Samsung could keep only smartphones and memory as other divisions face shutdown in China
Reports coming from the channel network of China suggest Samsung is preparing to gut its operations in the country, potentially down to just two businesses: smartphones and memory chips. Everything else? Possibly gone.
The details surfaced through ChannelGate (via ITHome), a trade publication under the Bobantang media umbrella, citing insiders with direct knowledge of Samsung’s internal discussions.
According to Samsung China has already made significant moves to wind down its home appliance division. The monitor business, which sits under that same consumer electronics umbrella, is now caught in the same undertow.
Samsung’s monitor division actually grew in 2025. It may get shut down anyway, not because it failed, but because it shares a corporate roof with a division Samsung is abandoning. That’s not a strategy, but collateral damage.

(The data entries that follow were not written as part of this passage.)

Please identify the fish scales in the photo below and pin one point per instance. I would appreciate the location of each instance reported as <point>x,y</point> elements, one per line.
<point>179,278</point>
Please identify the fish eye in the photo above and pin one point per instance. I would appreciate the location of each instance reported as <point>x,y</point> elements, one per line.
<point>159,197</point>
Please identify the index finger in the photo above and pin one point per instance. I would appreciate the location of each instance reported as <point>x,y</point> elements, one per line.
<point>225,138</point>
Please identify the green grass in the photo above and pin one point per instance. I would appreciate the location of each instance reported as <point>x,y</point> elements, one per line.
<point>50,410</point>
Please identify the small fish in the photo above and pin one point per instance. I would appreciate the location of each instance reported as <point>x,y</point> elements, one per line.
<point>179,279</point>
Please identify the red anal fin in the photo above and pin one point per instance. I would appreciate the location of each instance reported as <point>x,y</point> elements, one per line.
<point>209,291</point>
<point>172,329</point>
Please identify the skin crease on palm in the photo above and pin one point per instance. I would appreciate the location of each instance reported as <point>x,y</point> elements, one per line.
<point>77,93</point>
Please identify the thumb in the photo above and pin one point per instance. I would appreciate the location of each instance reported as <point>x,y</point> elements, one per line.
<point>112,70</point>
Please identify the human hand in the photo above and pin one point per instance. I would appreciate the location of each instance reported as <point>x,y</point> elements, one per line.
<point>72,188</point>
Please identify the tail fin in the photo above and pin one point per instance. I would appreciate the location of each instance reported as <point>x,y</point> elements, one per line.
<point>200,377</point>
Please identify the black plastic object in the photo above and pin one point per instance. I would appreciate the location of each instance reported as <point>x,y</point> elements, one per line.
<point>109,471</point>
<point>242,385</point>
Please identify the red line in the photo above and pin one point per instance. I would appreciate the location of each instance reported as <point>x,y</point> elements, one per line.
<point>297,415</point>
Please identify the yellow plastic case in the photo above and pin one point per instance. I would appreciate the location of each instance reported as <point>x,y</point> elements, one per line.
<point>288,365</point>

Samsung reportedly held internal discussions with JD.com, China’s retail giant, possibly about some kind of takeover arrangement for the monitor business. JD.com passed, or at least that’s what’s circulating in the channel.
Another name has surfaced in the rumors: Saifu. The company recently acquired LG’s online home-appliance operations in China and is reportedly being considered as a potential new owner of Samsung’s monitor segment.
Nothing confirmed, but the fact that Samsung is reportedly shopping this business around tells you everything about where the internal decision-making has landed.
Hanlinhui, the national distributor responsible for Samsung monitors across China, didn’t wait for a press release. When distributors freeze inventory before any official announcement, the announcement is usually just a formality.
If the rumors are accurate, Samsung China’s future is essentially a components play wrapped around a smartphone presence. Memory chips feed the broader global supply chain and don’t require Samsung to win Chinese consumers’ hearts.